Observability (hooks)¶
The Engine observes task runs through hooks — a single abstraction that wraps every task and every step in a context manager. The Engine itself does not know about Prometheus, OpenTelemetry, MLflow, or event logs.
class Hook:
@contextmanager
def task(self, ctx, cfg, state): yield
@contextmanager
def step(self, ctx, name, meta): yield
ubunye/core/hooks.py defines Hook and HookChain (multiplexer).
ubunye/telemetry/hooks/ ships four built-in hooks:
| File | Hook | Wraps |
|---|---|---|
hooks/events.py |
EventLoggerHook |
JSON Lines event log |
hooks/otel.py |
OTelHook |
OpenTelemetry spans |
hooks/prometheus.py |
PrometheusHook |
Prometheus counters/histograms |
hooks/monitors.py |
LegacyMonitorsHook |
User monitors from CONFIG.monitors (MLflow etc.) |
Environment flags still apply:
UBUNYE_TELEMETRY=1— enable the three built-in telemetry hooksUBUNYE_PROM_PORT=8000— start Prometheus HTTP endpoint
Legacy user monitors (CONFIG.monitors) run independently of the telemetry
flag — same behavior as before.
Override the hook set directly:
from ubunye.core.runtime import Engine
from my_package.hooks import SlackAlertHook
engine = Engine(hooks=[SlackAlertHook(channel="#data-alerts")])
engine.run(cfg)
See the Hooks guide for writing custom hooks.
ML architecture¶
Two separate ML systems coexist:
| System | Location | Purpose |
|---|---|---|
| Internal wrappers | ubunye/plugins/ml/ |
SklearnModel, SparkMLModel — engine-owned adapters |
| User contract | ubunye/models/ |
UbunyeModel ABC — user-implemented; engine never imports ML libs |
UbunyeModel (ubunye/models/base.py) is the only interface the engine calls.

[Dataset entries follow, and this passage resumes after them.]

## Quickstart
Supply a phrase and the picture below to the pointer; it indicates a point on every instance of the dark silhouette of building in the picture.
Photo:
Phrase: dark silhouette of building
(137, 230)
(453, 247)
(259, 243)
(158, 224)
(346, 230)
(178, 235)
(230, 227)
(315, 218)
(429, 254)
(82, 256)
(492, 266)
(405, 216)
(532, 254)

ModelTransform (ubunye/plugins/transforms/model_transform.py) loads the user's class
dynamically via load_model_class() and calls train() or predict().
The ModelRegistry (ubunye/models/registry.py) stores artifacts and metadata on the
filesystem. JSON serialization uses dataclasses.asdict().
Writing tests¶
Unit tests (Spark-free)¶
Use MockDF for any test that would otherwise require PySpark:
class MockDF:
def __init__(self, rows=None):
self._rows = rows or [{"id": 1, "val": 2.0}]
def count(self): return len(self._rows)
def toPandas(self):
import pandas as pd; return pd.DataFrame(self._rows)
All tests in tests/unit/ must pass without pyspark installed.
Integration tests¶
Mark with @pytest.mark.integration and use SparkBackend:
import pytest
from ubunye.backends.spark_backend import SparkBackend
@pytest.fixture(scope="session")
def spark():
with SparkBackend(app_name="test", spark_conf={"spark.sql.shuffle.partitions": "1"}) as be:
yield be.spark
@pytest.mark.integration
def test_hive_reader(spark):
...
Run:
Orchestration exporters¶
ubunye/orchestration/:
base.py—OrchestratorExporterABC withexport(config_path, *, output_path, options) -> Path.airflow_exporter.py—AirflowExporter, generates a DAG Python file whose singleBashOperatorrunsubunye run ....databricks_exporter.py—DatabricksExporter, generates a Databricks Jobs API spec (job.json).
Exporters are reached via ubunye export airflow|databricks. The CLI
(ubunye/cli/export.py) loads the task's config.yaml, dumps the
ORCHESTRATION block to a plain dict, and hands it to the exporter as
options. For the Databricks exporter the nested databricks cluster block
is flattened into top-level options so the exporter can splat it into
new_cluster. They do not interact with the running cluster — they only
produce configuration artifacts.
Adding a new orchestration target¶
- Subclass
OrchestratorExporterand implementexport(config_path, *, output_path, options). - Add a new value to
OrchestrationTypeenum inubunye/config/schema.py. - Export the class from
ubunye/orchestration/__init__.py. - Add a new Typer command in
ubunye/cli/export.pythat mapsOrchestrationConfigfields to the exporter'soptions.